S’avvicinava a Toledo. Le sue curiosità ricominciavano innanzi alle vetrine, alla varietà delle bacheche. Sovra tutto i giocattoli l’attiravano. Contemplò lungamente, nella vetrina di un mercante di giocattoli, un cosacco barbuto che ingollava soldati, afforchettandoli. Se ne andava piena di desiderii. Vi fu a un tratto un affollarsi di carrozze e di pedoni; si traevano da parte per far luogo a un mortorio. Appariva in alto, a dieci passi, lo stendardo, barcollante, d’una confraternita. La piccina si perdette in quella confusione.
Suonavano le tre. Il caldo diventava insopportabile, si camminava in fila rasente i muri, sotto l’ombra delle tende che scendevano davanti ai negozii.
Ora le piccine s’incontravano al luogo dell’appuntamento, lassù in via del Museo. Peppina da lontano vide Carmela e Rosinella che discutevano sotto il grande portone dell’Istituto di Belle Arti. Sedevano sugli scalini, sotto uno de’ grandi leoni di bronzo, in una striscia d’ombra.
— Rosinella ha i soldi! — annunziò Carmela, correndole incontro. — Ma uno l’ha speso, ha voluto comprare una galletta.
— Non è vero! — gridò l’altra.
Tornavano a sedere sui gradini. Rosinella mise fuori tre soldi. Carmela non possedeva nulla. Per un po’ rimase mortificata, poi fece spallucce. Era così piccola, era! Nessuno le aveva badato. E poi lei chiedeva, lei faceva la faccia rossa e Rosinella intascava.
— Gesù! — fece costei. — Non le credere! È una bugiarda. E perchè non te ne vai sola?
— Mi sperdo, — disse Carmela, gravemente.
— Io ho avuto un sorbetto, — disse Peppina.
E raccontò la sua fortuna, esagerando, con una cornice di piccole bugie. Era stato un sorbetto bianco con la fragola in mezzo. Se lo aveva sorbito col cucchiaino, in un bicchiere grande, sotto il pergolato. Le bambine stavano a sentire sgranando gli occhi. A Carmela, golosa, saliva l’acquolina alla bocca. Mai aveva assaporato un sorbetto. Era dolce?
— Un po’ dolce, un po’ diaccio, — disse Peppina.
— Signore! signore! — gridò all’improvviso, levandosi. — Un soldo! Non posso lavorare!…
Scendevano ridendo per le scale dell’Istituto due sposi, a braccetto. L’uomo voleva tirar innanzi, continuava a ridere, parlava d’un quadro che gli aveva fatto una impressione grottesca. Ma la donnina ebbe un tremito, gettando gli occhi su quel braccio fasciato, su quelle macchie vive di sangue.
— Oh! mio Dio! — mormorò.
— Signora bella! — pregava Peppina. — Un soldo, signorina bella….
— Ma come è successo?
— Sono caduta, m’è passata una ruota sul braccio….
— Oh! — fece l’altra, rabbrividendo.
Il marito avea cacciata in tasca la mano. La cavò con due soldi. Allora Carmela e Rosinella s’accostarono, gli gironzarono attorno, mettendo in mostra la fasciatura.

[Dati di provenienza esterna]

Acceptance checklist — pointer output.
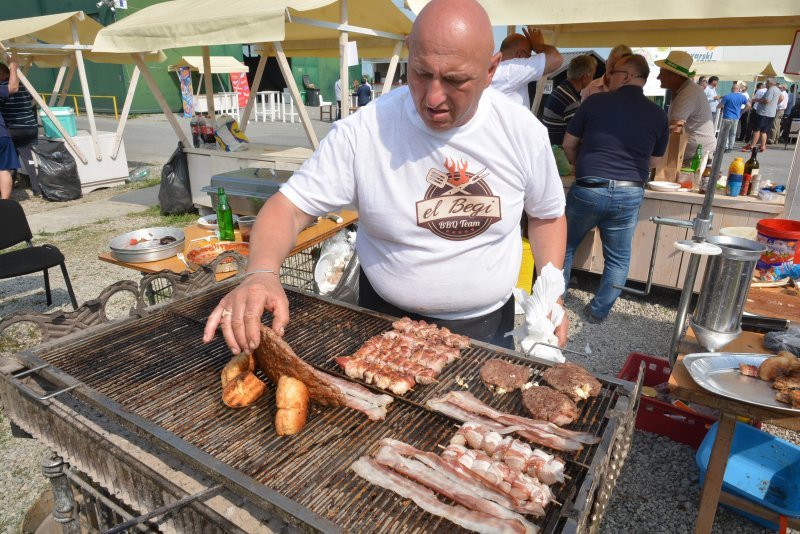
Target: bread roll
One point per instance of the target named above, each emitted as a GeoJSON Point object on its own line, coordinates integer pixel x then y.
{"type": "Point", "coordinates": [291, 398]}
{"type": "Point", "coordinates": [239, 364]}
{"type": "Point", "coordinates": [243, 390]}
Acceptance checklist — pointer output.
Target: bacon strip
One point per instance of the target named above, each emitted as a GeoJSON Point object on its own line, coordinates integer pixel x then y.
{"type": "Point", "coordinates": [375, 473]}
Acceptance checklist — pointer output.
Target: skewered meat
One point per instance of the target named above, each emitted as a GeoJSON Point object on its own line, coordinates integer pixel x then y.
{"type": "Point", "coordinates": [438, 482]}
{"type": "Point", "coordinates": [517, 455]}
{"type": "Point", "coordinates": [548, 404]}
{"type": "Point", "coordinates": [572, 380]}
{"type": "Point", "coordinates": [376, 374]}
{"type": "Point", "coordinates": [375, 473]}
{"type": "Point", "coordinates": [501, 376]}
{"type": "Point", "coordinates": [276, 358]}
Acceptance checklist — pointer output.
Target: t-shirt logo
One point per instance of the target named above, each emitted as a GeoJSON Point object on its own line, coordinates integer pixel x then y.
{"type": "Point", "coordinates": [458, 204]}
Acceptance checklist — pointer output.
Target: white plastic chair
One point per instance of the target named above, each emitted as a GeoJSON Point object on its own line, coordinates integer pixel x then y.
{"type": "Point", "coordinates": [288, 104]}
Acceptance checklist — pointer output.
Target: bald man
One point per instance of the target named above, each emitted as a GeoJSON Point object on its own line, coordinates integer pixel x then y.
{"type": "Point", "coordinates": [440, 171]}
{"type": "Point", "coordinates": [518, 67]}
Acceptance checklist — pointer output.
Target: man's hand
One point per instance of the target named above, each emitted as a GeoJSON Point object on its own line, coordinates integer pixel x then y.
{"type": "Point", "coordinates": [239, 313]}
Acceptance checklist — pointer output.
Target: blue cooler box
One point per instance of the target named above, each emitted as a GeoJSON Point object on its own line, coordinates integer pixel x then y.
{"type": "Point", "coordinates": [65, 115]}
{"type": "Point", "coordinates": [761, 468]}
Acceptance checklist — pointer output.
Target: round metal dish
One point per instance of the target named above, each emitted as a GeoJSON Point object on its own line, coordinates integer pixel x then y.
{"type": "Point", "coordinates": [150, 249]}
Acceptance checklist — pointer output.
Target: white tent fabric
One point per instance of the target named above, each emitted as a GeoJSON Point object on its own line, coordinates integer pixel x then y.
{"type": "Point", "coordinates": [676, 23]}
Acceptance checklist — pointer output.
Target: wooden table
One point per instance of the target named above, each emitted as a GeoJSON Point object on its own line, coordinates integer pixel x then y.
{"type": "Point", "coordinates": [311, 236]}
{"type": "Point", "coordinates": [684, 388]}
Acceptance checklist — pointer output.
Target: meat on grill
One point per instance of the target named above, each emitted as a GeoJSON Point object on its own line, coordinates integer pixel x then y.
{"type": "Point", "coordinates": [276, 358]}
{"type": "Point", "coordinates": [548, 404]}
{"type": "Point", "coordinates": [517, 455]}
{"type": "Point", "coordinates": [501, 376]}
{"type": "Point", "coordinates": [572, 380]}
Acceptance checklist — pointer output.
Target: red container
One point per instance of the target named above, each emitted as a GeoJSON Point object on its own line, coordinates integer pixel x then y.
{"type": "Point", "coordinates": [781, 237]}
{"type": "Point", "coordinates": [658, 416]}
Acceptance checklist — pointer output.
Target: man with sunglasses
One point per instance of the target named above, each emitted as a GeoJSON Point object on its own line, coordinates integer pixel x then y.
{"type": "Point", "coordinates": [614, 140]}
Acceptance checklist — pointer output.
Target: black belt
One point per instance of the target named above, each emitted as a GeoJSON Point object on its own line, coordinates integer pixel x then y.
{"type": "Point", "coordinates": [604, 182]}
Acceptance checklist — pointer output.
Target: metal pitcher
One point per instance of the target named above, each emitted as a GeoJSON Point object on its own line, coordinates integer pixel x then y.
{"type": "Point", "coordinates": [717, 320]}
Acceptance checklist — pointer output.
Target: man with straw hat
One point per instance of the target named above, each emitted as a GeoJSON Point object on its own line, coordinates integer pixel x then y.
{"type": "Point", "coordinates": [689, 109]}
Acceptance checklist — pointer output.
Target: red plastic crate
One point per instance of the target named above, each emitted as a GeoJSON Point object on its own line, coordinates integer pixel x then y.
{"type": "Point", "coordinates": [658, 416]}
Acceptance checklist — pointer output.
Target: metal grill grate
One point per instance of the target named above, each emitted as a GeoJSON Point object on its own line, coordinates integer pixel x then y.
{"type": "Point", "coordinates": [158, 368]}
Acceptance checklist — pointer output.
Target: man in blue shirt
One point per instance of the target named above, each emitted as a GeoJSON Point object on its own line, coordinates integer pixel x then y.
{"type": "Point", "coordinates": [8, 154]}
{"type": "Point", "coordinates": [614, 140]}
{"type": "Point", "coordinates": [732, 106]}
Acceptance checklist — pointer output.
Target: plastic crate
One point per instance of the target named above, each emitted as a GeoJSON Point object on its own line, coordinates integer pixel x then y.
{"type": "Point", "coordinates": [65, 115]}
{"type": "Point", "coordinates": [761, 468]}
{"type": "Point", "coordinates": [658, 416]}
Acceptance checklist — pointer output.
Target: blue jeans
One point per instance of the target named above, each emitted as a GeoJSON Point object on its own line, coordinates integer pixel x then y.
{"type": "Point", "coordinates": [615, 211]}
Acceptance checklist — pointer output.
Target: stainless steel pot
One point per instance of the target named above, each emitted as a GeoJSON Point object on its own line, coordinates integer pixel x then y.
{"type": "Point", "coordinates": [149, 249]}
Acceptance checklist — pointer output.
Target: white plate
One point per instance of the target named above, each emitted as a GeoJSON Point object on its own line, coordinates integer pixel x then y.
{"type": "Point", "coordinates": [209, 222]}
{"type": "Point", "coordinates": [718, 372]}
{"type": "Point", "coordinates": [663, 186]}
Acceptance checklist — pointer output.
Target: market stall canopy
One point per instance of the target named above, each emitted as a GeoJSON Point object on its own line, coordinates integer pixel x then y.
{"type": "Point", "coordinates": [734, 70]}
{"type": "Point", "coordinates": [29, 34]}
{"type": "Point", "coordinates": [180, 23]}
{"type": "Point", "coordinates": [606, 23]}
{"type": "Point", "coordinates": [219, 64]}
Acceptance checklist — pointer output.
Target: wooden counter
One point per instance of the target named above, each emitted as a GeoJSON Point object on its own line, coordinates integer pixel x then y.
{"type": "Point", "coordinates": [670, 267]}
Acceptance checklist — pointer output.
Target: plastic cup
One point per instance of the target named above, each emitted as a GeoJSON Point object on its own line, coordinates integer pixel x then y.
{"type": "Point", "coordinates": [245, 226]}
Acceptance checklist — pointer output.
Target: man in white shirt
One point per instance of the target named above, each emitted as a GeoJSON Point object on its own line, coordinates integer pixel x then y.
{"type": "Point", "coordinates": [518, 67]}
{"type": "Point", "coordinates": [439, 192]}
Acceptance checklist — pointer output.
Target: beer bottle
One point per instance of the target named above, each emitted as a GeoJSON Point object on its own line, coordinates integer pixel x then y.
{"type": "Point", "coordinates": [697, 158]}
{"type": "Point", "coordinates": [224, 216]}
{"type": "Point", "coordinates": [751, 168]}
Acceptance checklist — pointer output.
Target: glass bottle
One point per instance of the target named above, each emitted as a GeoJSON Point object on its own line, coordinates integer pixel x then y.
{"type": "Point", "coordinates": [751, 168]}
{"type": "Point", "coordinates": [224, 216]}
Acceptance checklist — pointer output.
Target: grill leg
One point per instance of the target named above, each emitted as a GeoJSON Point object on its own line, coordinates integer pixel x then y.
{"type": "Point", "coordinates": [64, 509]}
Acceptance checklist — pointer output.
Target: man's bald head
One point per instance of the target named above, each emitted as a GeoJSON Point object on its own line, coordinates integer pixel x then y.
{"type": "Point", "coordinates": [450, 61]}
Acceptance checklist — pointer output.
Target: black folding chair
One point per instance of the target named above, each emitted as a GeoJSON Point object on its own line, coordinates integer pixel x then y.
{"type": "Point", "coordinates": [30, 259]}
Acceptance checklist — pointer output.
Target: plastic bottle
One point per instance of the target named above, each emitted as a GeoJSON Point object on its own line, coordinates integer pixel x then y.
{"type": "Point", "coordinates": [735, 177]}
{"type": "Point", "coordinates": [224, 216]}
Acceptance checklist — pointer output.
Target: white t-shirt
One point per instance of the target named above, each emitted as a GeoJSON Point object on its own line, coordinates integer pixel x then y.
{"type": "Point", "coordinates": [425, 249]}
{"type": "Point", "coordinates": [513, 76]}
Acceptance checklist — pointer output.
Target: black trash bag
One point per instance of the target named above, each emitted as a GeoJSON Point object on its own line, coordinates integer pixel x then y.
{"type": "Point", "coordinates": [175, 194]}
{"type": "Point", "coordinates": [58, 172]}
{"type": "Point", "coordinates": [347, 288]}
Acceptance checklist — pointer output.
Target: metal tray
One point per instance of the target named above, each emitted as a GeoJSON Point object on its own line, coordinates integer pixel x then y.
{"type": "Point", "coordinates": [718, 372]}
{"type": "Point", "coordinates": [147, 251]}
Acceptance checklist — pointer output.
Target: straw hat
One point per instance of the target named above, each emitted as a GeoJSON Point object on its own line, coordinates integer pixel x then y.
{"type": "Point", "coordinates": [678, 62]}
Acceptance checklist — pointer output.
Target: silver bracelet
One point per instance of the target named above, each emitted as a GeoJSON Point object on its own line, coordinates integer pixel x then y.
{"type": "Point", "coordinates": [261, 271]}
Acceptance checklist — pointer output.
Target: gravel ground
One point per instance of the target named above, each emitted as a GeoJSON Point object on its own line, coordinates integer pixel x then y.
{"type": "Point", "coordinates": [657, 491]}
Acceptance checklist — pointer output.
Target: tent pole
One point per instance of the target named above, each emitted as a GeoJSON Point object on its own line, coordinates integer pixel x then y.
{"type": "Point", "coordinates": [62, 96]}
{"type": "Point", "coordinates": [209, 87]}
{"type": "Point", "coordinates": [262, 63]}
{"type": "Point", "coordinates": [126, 108]}
{"type": "Point", "coordinates": [138, 59]}
{"type": "Point", "coordinates": [537, 99]}
{"type": "Point", "coordinates": [87, 97]}
{"type": "Point", "coordinates": [387, 85]}
{"type": "Point", "coordinates": [343, 62]}
{"type": "Point", "coordinates": [59, 81]}
{"type": "Point", "coordinates": [286, 70]}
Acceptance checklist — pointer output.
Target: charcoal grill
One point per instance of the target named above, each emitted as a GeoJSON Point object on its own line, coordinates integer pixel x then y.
{"type": "Point", "coordinates": [143, 418]}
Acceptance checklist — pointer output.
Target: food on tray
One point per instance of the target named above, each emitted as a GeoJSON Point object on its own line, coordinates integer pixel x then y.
{"type": "Point", "coordinates": [513, 452]}
{"type": "Point", "coordinates": [291, 397]}
{"type": "Point", "coordinates": [243, 390]}
{"type": "Point", "coordinates": [572, 380]}
{"type": "Point", "coordinates": [239, 364]}
{"type": "Point", "coordinates": [463, 406]}
{"type": "Point", "coordinates": [413, 352]}
{"type": "Point", "coordinates": [276, 358]}
{"type": "Point", "coordinates": [547, 404]}
{"type": "Point", "coordinates": [501, 376]}
{"type": "Point", "coordinates": [207, 254]}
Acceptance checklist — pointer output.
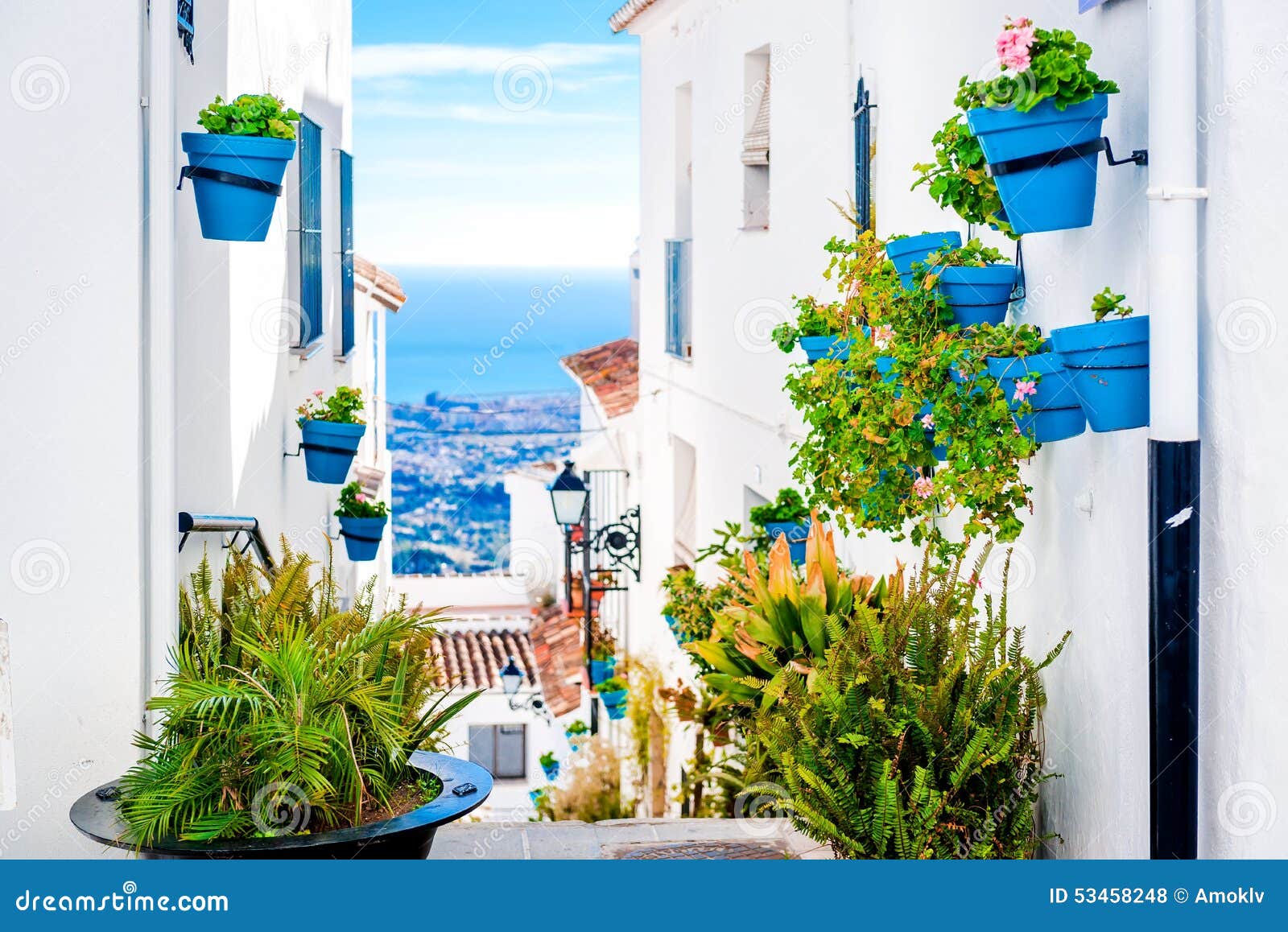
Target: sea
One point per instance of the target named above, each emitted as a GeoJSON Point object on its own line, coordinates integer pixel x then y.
{"type": "Point", "coordinates": [478, 331]}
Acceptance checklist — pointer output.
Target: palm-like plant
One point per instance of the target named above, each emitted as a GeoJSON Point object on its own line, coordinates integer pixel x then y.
{"type": "Point", "coordinates": [280, 699]}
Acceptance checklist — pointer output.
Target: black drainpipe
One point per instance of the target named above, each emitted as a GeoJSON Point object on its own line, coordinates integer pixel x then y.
{"type": "Point", "coordinates": [1174, 648]}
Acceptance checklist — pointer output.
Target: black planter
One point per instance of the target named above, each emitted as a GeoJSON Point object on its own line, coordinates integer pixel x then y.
{"type": "Point", "coordinates": [407, 835]}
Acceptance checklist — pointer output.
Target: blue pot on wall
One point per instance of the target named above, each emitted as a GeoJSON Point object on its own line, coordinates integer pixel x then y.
{"type": "Point", "coordinates": [328, 450]}
{"type": "Point", "coordinates": [1108, 366]}
{"type": "Point", "coordinates": [978, 295]}
{"type": "Point", "coordinates": [602, 670]}
{"type": "Point", "coordinates": [905, 253]}
{"type": "Point", "coordinates": [795, 533]}
{"type": "Point", "coordinates": [229, 208]}
{"type": "Point", "coordinates": [1046, 197]}
{"type": "Point", "coordinates": [362, 537]}
{"type": "Point", "coordinates": [826, 348]}
{"type": "Point", "coordinates": [1056, 410]}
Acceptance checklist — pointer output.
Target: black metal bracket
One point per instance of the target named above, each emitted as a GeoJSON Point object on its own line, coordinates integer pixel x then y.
{"type": "Point", "coordinates": [1045, 160]}
{"type": "Point", "coordinates": [229, 178]}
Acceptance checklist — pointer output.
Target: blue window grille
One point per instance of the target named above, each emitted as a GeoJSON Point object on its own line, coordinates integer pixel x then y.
{"type": "Point", "coordinates": [679, 303]}
{"type": "Point", "coordinates": [347, 337]}
{"type": "Point", "coordinates": [311, 232]}
{"type": "Point", "coordinates": [863, 157]}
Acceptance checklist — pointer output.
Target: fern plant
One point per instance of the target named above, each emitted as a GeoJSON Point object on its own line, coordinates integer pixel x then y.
{"type": "Point", "coordinates": [901, 724]}
{"type": "Point", "coordinates": [279, 700]}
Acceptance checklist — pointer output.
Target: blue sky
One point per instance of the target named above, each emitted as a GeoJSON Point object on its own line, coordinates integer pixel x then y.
{"type": "Point", "coordinates": [495, 133]}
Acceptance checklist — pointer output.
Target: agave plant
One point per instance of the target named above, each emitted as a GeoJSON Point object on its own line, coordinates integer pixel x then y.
{"type": "Point", "coordinates": [785, 622]}
{"type": "Point", "coordinates": [280, 699]}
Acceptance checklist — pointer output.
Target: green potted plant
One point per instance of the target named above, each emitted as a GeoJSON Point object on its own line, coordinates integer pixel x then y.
{"type": "Point", "coordinates": [1038, 124]}
{"type": "Point", "coordinates": [1108, 363]}
{"type": "Point", "coordinates": [613, 693]}
{"type": "Point", "coordinates": [976, 281]}
{"type": "Point", "coordinates": [786, 517]}
{"type": "Point", "coordinates": [330, 433]}
{"type": "Point", "coordinates": [362, 522]}
{"type": "Point", "coordinates": [290, 728]}
{"type": "Point", "coordinates": [237, 163]}
{"type": "Point", "coordinates": [1034, 381]}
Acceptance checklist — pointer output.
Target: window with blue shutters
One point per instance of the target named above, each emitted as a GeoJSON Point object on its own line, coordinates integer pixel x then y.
{"type": "Point", "coordinates": [345, 254]}
{"type": "Point", "coordinates": [311, 232]}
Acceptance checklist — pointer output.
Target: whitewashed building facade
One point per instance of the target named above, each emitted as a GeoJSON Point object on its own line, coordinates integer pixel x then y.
{"type": "Point", "coordinates": [715, 427]}
{"type": "Point", "coordinates": [147, 371]}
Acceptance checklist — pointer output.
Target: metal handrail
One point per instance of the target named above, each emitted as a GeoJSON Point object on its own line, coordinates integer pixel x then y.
{"type": "Point", "coordinates": [227, 524]}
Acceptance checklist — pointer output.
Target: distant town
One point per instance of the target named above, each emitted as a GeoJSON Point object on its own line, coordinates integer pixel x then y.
{"type": "Point", "coordinates": [450, 457]}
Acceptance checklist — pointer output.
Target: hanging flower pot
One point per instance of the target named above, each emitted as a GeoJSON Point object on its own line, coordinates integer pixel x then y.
{"type": "Point", "coordinates": [978, 295]}
{"type": "Point", "coordinates": [1043, 382]}
{"type": "Point", "coordinates": [907, 250]}
{"type": "Point", "coordinates": [602, 670]}
{"type": "Point", "coordinates": [1108, 365]}
{"type": "Point", "coordinates": [826, 348]}
{"type": "Point", "coordinates": [237, 165]}
{"type": "Point", "coordinates": [332, 431]}
{"type": "Point", "coordinates": [362, 523]}
{"type": "Point", "coordinates": [328, 450]}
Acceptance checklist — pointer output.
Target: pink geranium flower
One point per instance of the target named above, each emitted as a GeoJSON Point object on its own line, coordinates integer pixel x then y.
{"type": "Point", "coordinates": [1014, 44]}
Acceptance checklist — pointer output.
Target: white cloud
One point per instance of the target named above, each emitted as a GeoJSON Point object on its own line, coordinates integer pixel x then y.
{"type": "Point", "coordinates": [427, 60]}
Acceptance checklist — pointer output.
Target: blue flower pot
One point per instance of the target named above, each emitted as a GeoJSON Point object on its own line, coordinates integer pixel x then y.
{"type": "Point", "coordinates": [229, 212]}
{"type": "Point", "coordinates": [1056, 410]}
{"type": "Point", "coordinates": [978, 295]}
{"type": "Point", "coordinates": [1108, 365]}
{"type": "Point", "coordinates": [826, 348]}
{"type": "Point", "coordinates": [328, 450]}
{"type": "Point", "coordinates": [362, 537]}
{"type": "Point", "coordinates": [602, 670]}
{"type": "Point", "coordinates": [615, 699]}
{"type": "Point", "coordinates": [905, 253]}
{"type": "Point", "coordinates": [1043, 199]}
{"type": "Point", "coordinates": [795, 533]}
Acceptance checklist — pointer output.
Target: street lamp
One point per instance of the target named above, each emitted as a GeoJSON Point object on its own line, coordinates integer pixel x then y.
{"type": "Point", "coordinates": [613, 546]}
{"type": "Point", "coordinates": [568, 496]}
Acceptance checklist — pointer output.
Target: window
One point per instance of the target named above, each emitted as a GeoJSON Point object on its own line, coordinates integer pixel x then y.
{"type": "Point", "coordinates": [311, 232]}
{"type": "Point", "coordinates": [755, 141]}
{"type": "Point", "coordinates": [345, 254]}
{"type": "Point", "coordinates": [502, 749]}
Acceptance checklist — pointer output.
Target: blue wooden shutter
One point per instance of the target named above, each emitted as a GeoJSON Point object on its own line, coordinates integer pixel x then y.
{"type": "Point", "coordinates": [311, 232]}
{"type": "Point", "coordinates": [345, 254]}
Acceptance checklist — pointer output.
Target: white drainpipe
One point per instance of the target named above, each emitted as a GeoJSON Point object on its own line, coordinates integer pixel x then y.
{"type": "Point", "coordinates": [159, 455]}
{"type": "Point", "coordinates": [1174, 448]}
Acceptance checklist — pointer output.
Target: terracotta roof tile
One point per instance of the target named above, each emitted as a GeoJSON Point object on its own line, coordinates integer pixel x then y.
{"type": "Point", "coordinates": [612, 371]}
{"type": "Point", "coordinates": [474, 658]}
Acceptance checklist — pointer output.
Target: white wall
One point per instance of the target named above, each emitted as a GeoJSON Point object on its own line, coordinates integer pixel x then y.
{"type": "Point", "coordinates": [1081, 563]}
{"type": "Point", "coordinates": [72, 369]}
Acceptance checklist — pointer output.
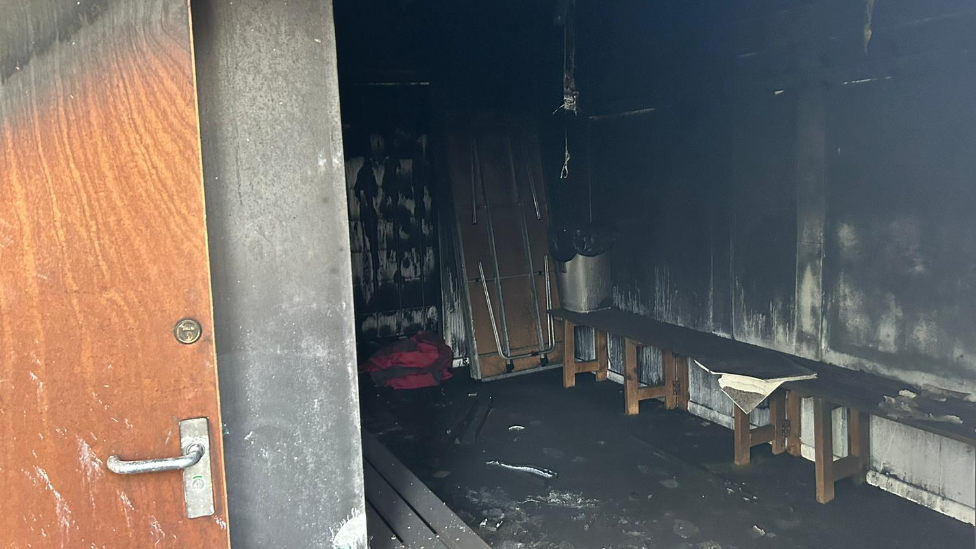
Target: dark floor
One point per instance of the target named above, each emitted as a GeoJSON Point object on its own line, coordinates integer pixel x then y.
{"type": "Point", "coordinates": [659, 480]}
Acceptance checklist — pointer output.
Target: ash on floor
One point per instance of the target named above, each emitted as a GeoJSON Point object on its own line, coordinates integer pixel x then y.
{"type": "Point", "coordinates": [663, 479]}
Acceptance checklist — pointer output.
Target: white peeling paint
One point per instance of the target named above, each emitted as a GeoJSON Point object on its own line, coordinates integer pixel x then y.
{"type": "Point", "coordinates": [127, 509]}
{"type": "Point", "coordinates": [91, 466]}
{"type": "Point", "coordinates": [38, 384]}
{"type": "Point", "coordinates": [156, 530]}
{"type": "Point", "coordinates": [61, 509]}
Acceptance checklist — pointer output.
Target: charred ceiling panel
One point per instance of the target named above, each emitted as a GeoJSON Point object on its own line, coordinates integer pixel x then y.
{"type": "Point", "coordinates": [764, 221]}
{"type": "Point", "coordinates": [900, 264]}
{"type": "Point", "coordinates": [651, 182]}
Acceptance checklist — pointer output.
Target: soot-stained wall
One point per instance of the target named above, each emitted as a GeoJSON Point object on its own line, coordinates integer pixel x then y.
{"type": "Point", "coordinates": [795, 174]}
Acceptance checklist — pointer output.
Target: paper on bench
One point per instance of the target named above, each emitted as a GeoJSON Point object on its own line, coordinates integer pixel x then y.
{"type": "Point", "coordinates": [748, 383]}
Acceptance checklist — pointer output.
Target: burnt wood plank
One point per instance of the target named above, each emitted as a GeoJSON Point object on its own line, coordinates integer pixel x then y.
{"type": "Point", "coordinates": [449, 529]}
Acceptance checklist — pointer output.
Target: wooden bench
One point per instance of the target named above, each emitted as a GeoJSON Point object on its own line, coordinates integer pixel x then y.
{"type": "Point", "coordinates": [401, 512]}
{"type": "Point", "coordinates": [676, 344]}
{"type": "Point", "coordinates": [859, 393]}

— Come! — disse il signore. — Anche voi?
— Sono caduta…. — balbettò Rosinella.
— Sono caduta…. — disse Carmela.
Il signore si mise a ridere. Carmela rideva anche lei, divertendosi, senza paura; le pareva naturale.
— Ebbene-? — disse Peppina, dopo un silenzio e con tutta serietà. — Dobbiamo metterci a far qualche altra cosa? È meglio questo!
Egli la guardò, meravigliato. Era una bimba a dieci anni, non più. Pronunziava quelle parole gravemente, senz’arrossire, con l’incoscienza infantile della colpa vera, ma con l’aria maligna delle figlie del popolo, delle bimbe sperdute e libere che già sanno qualche cosa.